The senior International Olympic Committee member, Dick Pound should be recognized for being a loyalist for the World Anti-Doping Agency (WADA) in his criticism of the report to Congress on WADA’s reform efforts by the Office of National Drug Control Policy (ONDCP). Unfortunately, a blindly loyal WADA soldier is not what the world’s athletes need right now -- athletes need a truly independent WADA with independent athlete representation.

As an Olympian and Chair of the Laureus World Sports Academy, an athlete driven organization, and someone who has been passionate about clean athletes’ rights, I feel obligated to note a few important clarifications. One, the Foundation Board is NOT the highest decision-making body at WADA, and Mr. Pound knows this. The Executive Committee makes all the recommendations and key decisions that are typically rubber-stamped by the Foundation Board. There is not one right-minded Foundation Board member who wouldn’t gladly swap seats with an Executive Committee member.

Second, WADA insists seats are not "for sale," yet the International Olympic Committee (IOC) is allocated half of the Executive Committee seats in exchange for its funding commitment and the WADA sport members have rejected independent athlete representation by claiming the athletes do not pay so they cannot be at the table. The very organization that precludes WADA from claiming any kind of independence effectively controls the highest decision-making body at WADA. So, you can imagine, when the IOC says jump, WADA leaders asks, "how high?" WADA insists on having it both ways when it suits their agenda.

Mr. Pound claims the criticisms in ONDCP’s report were "out of the blue." However, since 2016, time and time again many groups, including global athlete groups, have called for WADA reform and have asked to have a meaningful seat at the WADA table. Even more specifically, WADA has been put on notice many times by Congress, who asked for this report from ONDCP, that they were fed up with WADA’s lack of independence and slow pace of reform. WADA testified at a House Energy & Commerce hearing on the Russian doping scandal in February of 2017, critical letters from the Chairman and ranking Member of the Senate Commerce Committee were sent to WADA, and report language in the Financial Services Appropriations Committee all foreshadowed ONDCP’s report.

Also, WADA was well aware of the increasing international concern about its governance. In the latter years of the Obama Administration, the world’s anti-doping leaders, initially from 18 countries but now standing at 37, endorsed the Copenhagen Declaration aimed at reforming WADA to ensure it would become independent and transparent and adopt good governance practices.

In 2018, athletes, sports ministers and governments from eight nations called for fundamental reform at an Emergency Anti-Doping Summit at the White House, hosted by ONDCP. Shortly after, the USOPC encouraged WADA to implement these basic democratic reforms and, most telling of all, the WADA Athlete Committee called on their parent organization to embrace reform.

Nothing in ONDCP’s report "came out of the blue."

But Mr. Pound misses the most important part of the ONDCP report, which is the US expects "WADA will operate in a transparent, accountable and independent manner that is above all else fair to athletes." Tellingly, Mr.

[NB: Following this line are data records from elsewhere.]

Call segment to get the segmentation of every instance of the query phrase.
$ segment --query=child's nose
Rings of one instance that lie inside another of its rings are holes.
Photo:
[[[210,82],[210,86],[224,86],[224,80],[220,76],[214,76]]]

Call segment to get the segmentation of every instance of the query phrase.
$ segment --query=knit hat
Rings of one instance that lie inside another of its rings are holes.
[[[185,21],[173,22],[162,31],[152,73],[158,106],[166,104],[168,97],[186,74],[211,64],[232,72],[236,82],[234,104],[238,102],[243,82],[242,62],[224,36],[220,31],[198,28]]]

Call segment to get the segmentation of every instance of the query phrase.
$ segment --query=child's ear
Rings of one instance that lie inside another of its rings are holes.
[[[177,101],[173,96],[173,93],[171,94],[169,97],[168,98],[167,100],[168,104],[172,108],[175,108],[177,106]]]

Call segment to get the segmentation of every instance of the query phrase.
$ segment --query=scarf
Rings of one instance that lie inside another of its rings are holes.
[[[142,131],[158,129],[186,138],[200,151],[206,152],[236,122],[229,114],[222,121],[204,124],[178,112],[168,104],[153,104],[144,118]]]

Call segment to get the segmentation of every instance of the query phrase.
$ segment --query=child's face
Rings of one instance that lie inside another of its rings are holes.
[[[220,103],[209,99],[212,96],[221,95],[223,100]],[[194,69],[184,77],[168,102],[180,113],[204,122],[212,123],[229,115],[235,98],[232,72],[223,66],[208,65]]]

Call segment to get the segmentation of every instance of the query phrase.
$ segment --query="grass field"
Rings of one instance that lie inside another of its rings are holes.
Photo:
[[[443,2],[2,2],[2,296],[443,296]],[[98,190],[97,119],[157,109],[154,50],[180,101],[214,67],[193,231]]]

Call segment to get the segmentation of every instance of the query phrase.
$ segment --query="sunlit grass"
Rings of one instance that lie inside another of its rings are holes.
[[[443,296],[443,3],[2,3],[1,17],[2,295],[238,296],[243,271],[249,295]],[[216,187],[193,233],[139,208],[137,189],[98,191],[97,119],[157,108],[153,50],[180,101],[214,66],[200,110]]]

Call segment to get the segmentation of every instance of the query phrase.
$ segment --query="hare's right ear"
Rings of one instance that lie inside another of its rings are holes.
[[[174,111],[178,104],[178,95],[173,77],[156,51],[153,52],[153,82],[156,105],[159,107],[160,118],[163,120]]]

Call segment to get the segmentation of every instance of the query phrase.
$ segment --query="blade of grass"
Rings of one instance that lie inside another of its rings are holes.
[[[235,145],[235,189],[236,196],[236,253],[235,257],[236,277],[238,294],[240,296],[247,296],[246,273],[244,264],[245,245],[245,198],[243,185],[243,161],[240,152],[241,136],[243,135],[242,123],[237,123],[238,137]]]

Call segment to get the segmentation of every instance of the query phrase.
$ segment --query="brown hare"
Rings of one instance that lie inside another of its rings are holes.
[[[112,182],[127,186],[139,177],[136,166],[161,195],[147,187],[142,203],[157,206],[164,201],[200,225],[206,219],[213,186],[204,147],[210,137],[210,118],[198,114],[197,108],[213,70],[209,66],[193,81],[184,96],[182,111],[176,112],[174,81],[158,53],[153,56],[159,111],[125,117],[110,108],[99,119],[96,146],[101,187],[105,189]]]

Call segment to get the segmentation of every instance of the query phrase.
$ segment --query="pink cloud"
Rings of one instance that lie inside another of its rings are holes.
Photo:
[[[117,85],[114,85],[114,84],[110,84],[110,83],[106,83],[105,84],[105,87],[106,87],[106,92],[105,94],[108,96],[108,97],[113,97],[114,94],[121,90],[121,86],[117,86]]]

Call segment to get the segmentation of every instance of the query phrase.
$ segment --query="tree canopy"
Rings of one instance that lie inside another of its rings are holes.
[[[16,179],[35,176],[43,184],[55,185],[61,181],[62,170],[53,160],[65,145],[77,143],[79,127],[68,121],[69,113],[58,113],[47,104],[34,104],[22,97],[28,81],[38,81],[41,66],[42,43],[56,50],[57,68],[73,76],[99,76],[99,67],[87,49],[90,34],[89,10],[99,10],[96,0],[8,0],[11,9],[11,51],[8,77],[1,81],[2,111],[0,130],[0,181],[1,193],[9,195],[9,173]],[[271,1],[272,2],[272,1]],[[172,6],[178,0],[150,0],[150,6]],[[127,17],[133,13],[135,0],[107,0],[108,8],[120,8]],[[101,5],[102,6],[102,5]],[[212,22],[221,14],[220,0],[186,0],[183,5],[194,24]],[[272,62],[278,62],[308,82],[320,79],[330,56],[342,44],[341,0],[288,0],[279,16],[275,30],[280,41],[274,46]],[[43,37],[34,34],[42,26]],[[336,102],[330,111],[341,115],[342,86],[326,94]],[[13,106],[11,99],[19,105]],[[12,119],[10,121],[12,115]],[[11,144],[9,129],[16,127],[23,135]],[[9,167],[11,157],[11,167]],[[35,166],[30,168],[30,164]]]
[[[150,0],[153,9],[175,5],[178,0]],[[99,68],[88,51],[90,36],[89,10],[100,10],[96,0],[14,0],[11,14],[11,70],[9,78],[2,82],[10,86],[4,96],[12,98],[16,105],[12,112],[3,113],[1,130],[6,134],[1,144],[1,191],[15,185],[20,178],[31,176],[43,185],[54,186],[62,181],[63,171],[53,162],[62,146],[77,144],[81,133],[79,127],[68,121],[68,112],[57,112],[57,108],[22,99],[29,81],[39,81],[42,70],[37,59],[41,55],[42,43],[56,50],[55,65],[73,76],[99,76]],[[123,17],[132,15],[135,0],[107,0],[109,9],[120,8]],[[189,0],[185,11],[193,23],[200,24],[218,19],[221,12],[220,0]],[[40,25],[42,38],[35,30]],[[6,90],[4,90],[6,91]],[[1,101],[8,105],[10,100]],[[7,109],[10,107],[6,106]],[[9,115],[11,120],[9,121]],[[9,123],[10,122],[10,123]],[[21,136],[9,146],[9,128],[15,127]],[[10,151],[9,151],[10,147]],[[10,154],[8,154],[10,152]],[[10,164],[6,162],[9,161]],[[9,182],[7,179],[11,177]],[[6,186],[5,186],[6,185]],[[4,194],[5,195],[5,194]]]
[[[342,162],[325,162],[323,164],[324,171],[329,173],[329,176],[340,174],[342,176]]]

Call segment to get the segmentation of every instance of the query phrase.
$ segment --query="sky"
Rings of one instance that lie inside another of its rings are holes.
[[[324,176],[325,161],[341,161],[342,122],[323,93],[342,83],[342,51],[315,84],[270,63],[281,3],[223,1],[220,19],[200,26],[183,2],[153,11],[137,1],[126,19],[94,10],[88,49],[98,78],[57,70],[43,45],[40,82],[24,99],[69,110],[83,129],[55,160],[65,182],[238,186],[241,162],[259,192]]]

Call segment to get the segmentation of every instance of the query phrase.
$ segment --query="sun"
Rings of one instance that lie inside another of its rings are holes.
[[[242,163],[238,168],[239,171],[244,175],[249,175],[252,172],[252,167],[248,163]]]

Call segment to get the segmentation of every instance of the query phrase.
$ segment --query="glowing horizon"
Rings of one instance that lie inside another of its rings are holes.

Pound does not bother to address WADA’s continued resistance to adopt these very things that US and most international athletes demand of WADA.

When confronted with the Russian doping scandal, the biggest scandal sport has ever known, WADA blinked. To the bewilderment of us all, WADA has continually responded by isolating itself - alongside its chief funder the International Olympic Committee - and sided against the interests of the athlete community, sports fans and anti-doping organizations.

The interest of an effective anti-doping organization, whatever country it serves, is always, unfailingly, to do what’s right for athletes. The athlete voice calling for WADA reform has grown to new heights – it is only getting stronger and that is to be welcomed, not belittled. Ignore athletes at your own peril. Otherwise, it’s clear that it won’t just be the United States stating in no uncertain terms that nothing is off the table.